Flint to get new pipes after $87 million settlement

A federal judge approved a settlement agreement Tuesday which will require the state of MI and the city of Flint to replace the city's lead pipes within three years.

Flint's water was tainted with lead for at least 18 months, as the city tapped the Flint River but didn't treat the water to reduce corrosion.

Recent tests showed lead levels in the water to be within federal limits, though residents are still advised to use filters. Then, city officials discovered that corroded supply pipes had been leaching lead into Flint's water, according to Michigan Live. Nearly 100,000 residents were exposed to the bad water, including 30,000 school children.

On, March 24, 2016, the Plaintiffs filed a motion for preliminary injunction, asking the court to direct the delivery of bottled water to people's homes, as many Flint residents can not obtain water for their daily needs due to transportation or other access issues. While the settlement provides for commitments to many different resources, the state will continue striving to work on many priorities to ensure the city of Flint has a positive future, including economic development, job placement and riverfront revitalization.

Flint's water crisis drew worldwide headlines and prompted a state of emergency after high levels of lead were found in the blood of local children. Four state and local officials have resigned, and at least a dozen criminal cases were filed.

The lawsuit was filed a year ago by a coalition of religious, environmental and civil rights activists, who insisted the Flint water was not safe to drink because state and city officials were violating the Safe Drinking Water Act. The group sued Flint and MI on behalf of residents, along with the American Civil Liberties Union of MI.

MI will set aside $87 million of state and federal money for the pipe replacements, and an additional $10 million of federal funds will be available in reserves.

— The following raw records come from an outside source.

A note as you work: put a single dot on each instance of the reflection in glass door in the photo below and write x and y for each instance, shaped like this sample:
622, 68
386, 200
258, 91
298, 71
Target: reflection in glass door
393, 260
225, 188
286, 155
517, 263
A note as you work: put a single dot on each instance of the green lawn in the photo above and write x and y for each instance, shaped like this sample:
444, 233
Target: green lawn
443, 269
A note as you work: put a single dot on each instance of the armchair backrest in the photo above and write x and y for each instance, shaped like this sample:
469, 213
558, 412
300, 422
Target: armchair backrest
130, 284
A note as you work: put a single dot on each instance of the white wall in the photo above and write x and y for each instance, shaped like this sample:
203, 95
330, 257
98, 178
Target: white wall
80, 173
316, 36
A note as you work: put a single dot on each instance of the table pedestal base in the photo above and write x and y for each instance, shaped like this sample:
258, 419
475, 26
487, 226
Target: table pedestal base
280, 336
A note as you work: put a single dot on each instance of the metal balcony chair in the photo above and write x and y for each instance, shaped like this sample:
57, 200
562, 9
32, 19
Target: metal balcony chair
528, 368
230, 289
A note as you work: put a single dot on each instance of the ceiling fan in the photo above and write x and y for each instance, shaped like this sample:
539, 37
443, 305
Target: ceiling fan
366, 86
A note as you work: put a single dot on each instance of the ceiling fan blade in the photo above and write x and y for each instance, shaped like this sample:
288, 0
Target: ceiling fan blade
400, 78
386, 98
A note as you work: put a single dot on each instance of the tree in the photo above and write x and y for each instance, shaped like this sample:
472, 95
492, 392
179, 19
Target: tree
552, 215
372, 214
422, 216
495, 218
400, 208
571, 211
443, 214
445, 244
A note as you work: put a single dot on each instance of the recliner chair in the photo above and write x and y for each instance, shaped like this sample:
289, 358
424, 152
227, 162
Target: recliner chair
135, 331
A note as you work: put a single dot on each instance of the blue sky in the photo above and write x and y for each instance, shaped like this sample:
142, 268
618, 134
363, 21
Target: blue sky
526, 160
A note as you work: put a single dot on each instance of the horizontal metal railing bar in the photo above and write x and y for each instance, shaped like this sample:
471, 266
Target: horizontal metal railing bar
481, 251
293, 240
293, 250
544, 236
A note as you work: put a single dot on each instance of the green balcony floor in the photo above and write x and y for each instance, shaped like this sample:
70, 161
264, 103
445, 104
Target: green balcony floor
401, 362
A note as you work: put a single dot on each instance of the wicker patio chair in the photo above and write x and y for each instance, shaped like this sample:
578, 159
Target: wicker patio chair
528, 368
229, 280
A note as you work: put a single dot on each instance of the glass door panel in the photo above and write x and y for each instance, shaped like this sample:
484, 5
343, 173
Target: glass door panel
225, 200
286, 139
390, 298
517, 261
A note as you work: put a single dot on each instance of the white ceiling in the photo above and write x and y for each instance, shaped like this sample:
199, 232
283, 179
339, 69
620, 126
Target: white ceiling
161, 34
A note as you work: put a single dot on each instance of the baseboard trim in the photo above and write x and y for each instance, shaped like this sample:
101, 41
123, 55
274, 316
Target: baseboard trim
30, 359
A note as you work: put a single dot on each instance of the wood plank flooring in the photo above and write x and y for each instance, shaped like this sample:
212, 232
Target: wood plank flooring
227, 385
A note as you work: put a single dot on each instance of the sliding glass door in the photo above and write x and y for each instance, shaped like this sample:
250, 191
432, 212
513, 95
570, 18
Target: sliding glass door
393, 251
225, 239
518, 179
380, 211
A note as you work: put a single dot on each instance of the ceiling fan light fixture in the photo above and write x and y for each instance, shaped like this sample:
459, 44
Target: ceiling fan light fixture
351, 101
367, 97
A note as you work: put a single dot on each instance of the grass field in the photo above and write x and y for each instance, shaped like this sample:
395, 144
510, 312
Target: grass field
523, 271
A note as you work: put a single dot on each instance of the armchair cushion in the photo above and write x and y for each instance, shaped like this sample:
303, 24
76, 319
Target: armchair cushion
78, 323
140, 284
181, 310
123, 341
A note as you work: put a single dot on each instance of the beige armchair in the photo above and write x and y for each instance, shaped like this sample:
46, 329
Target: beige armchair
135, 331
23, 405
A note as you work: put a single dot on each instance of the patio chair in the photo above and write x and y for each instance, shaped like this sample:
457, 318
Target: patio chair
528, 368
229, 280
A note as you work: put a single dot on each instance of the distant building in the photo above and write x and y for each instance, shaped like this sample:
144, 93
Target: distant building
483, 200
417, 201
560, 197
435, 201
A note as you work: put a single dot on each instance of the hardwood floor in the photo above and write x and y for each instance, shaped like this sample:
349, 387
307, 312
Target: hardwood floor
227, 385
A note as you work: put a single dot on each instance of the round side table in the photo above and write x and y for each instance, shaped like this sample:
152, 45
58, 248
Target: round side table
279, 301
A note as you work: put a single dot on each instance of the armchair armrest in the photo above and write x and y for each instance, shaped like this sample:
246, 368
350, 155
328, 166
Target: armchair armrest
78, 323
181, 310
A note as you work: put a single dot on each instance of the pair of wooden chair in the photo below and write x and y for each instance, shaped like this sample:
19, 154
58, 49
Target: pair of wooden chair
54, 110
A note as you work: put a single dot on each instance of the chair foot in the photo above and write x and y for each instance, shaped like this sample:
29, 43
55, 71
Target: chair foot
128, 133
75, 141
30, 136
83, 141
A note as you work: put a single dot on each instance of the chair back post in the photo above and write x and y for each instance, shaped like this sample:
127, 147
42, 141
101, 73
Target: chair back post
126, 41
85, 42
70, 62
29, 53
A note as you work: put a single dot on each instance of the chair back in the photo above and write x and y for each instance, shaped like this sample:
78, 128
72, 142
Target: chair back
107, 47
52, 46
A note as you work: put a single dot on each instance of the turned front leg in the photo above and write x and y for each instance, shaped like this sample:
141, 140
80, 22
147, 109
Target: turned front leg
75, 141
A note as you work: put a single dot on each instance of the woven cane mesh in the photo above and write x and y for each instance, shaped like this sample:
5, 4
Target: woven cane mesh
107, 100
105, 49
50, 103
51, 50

The state will keep another $10 million in reserve for costs that exceed expectations.

The proposed settlement includes a timeline. A court ruled to replace water lines by 2020 - but the damage has already been done. The agreement also guarantees services like on-demand bottled water delivery within 24 hours, increased availability of water-filter consultants to residents, Medicaid expansions through March 2021, and independent monitoring of the water lines after their re-installment by the state.

A hearing to approve the settlement agreement has been scheduled for Tuesday in the U.S. District Court in Detroit.